People often claim that printf is much faster. This is largely a myth. I just tested it, with the following results:

cout with only endl                     1461.310252 ms
cout with only '\n'                      343.080217 ms
printf with only '\n'                     90.295948 ms
cout with string constant and endl      1892.975381 ms
cout with string constant and '\n'       416.123446 ms
printf with string constant and '\n'     472.073070 ms
cout with some stuff and endl           3496.489748 ms
cout with some stuff and '\n'           2638.272046 ms
printf with some stuff and '\n'         2520.318314 ms

Conclusion: if you want only newlines, use printf; otherwise, cout is almost as fast, or even faster. More details can be found on my blog.

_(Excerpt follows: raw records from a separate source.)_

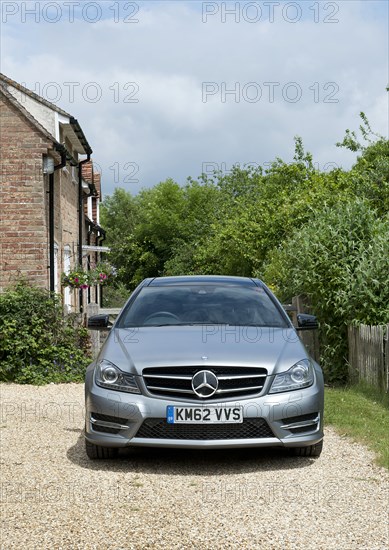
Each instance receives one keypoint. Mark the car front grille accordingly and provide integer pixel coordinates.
(158, 428)
(177, 381)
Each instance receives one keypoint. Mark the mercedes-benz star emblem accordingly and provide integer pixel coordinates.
(205, 383)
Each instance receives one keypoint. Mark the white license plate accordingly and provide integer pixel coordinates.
(204, 415)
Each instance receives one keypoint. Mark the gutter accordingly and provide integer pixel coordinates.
(81, 219)
(51, 218)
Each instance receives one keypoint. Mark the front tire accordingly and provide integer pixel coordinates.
(95, 452)
(310, 450)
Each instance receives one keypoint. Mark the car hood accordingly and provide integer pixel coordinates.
(134, 349)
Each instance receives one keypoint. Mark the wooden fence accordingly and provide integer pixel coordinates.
(369, 355)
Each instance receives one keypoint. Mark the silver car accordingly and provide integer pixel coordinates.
(203, 362)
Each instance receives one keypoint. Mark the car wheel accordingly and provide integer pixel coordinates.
(97, 452)
(311, 450)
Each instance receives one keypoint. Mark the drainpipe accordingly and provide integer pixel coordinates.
(80, 221)
(51, 220)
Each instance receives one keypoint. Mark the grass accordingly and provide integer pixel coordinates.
(362, 413)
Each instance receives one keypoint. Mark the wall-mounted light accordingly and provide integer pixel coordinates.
(48, 165)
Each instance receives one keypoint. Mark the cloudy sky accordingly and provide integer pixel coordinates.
(172, 89)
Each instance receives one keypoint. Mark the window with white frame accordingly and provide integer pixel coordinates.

To be clear, I'm not trying to say that iostreams are always better than printf; I'm just trying to say that you should make an informed decision based on real data, not a wild guess based on some common, misleading assumption.

Update: Here's the full code I used for testing. Compiled with g++ without any additional options (apart from -lrt for the timing).

#include <stdio.h>
#include <iostream>
#include <ctime>

class TimedSection {
    char const *d_name;
    timespec d_start;
    public:
        TimedSection(char const *name) :
            d_name(name)
        {
            clock_gettime(CLOCK_REALTIME, &d_start);
        }
        ~TimedSection() {
            timespec end;
            clock_gettime(CLOCK_REALTIME, &end);
            double duration = 1e3 * (end.tv_sec - d_start.tv_sec) +
                              1e-6 * (end.tv_nsec - d_start.tv_nsec);
            std::cerr << d_name << '\t' << std::fixed << duration << " ms\n"; 
        }
};

int main() {
    const int iters = 10000000;
    char const *text = "01234567890123456789";
    {
        TimedSection s("cout with only endl");
        for (int i = 0; i < iters; ++i)
            std::cout << std::endl;
    }
    {
        TimedSection s("cout with only '\\n'");
        for (int i = 0; i < iters; ++i)
            std::cout << '\n';
    }
    {
        TimedSection s("printf with only '\\n'");
        for (int i = 0; i < iters; ++i)
            printf("\n");
    }
    {
        TimedSection s("cout with string constant and endl");
        for (int i = 0; i < iters; ++i)
            std::cout << "01234567890123456789" << std::endl;
    }
    {
        TimedSection s("cout with string constant and '\\n'");
        for (int i = 0; i < iters; ++i)
            std::cout << "01234567890123456789\n";
    }
    {
        TimedSection s("printf with string constant and '\\n'");
        for (int i = 0; i < iters; ++i)
            printf("01234567890123456789\n");
    }
    {
        TimedSection s("cout with some stuff and endl");
        for (int i = 0; i < iters; ++i)
            std::cout << text << "01234567890123456789" << i << std::endl;
    }
    {
        TimedSection s("cout with some stuff and '\\n'");
        for (int i = 0; i < iters; ++i)
            std::cout << text << "01234567890123456789" << i << '\n';
    }
    {
        TimedSection s("printf with some stuff and '\\n'");
        for (int i = 0; i < iters; ++i)
            printf("%s01234567890123456789%i\n", text, i);
    }
}

Answer 18

And I quote:

In high level terms, the main differences are type safety (cstdio doesn't have it), performance (most iostreams implementations are slower than the cstdio ones) and extensibility (iostreams allows custom output targets and seamless output of user defined types).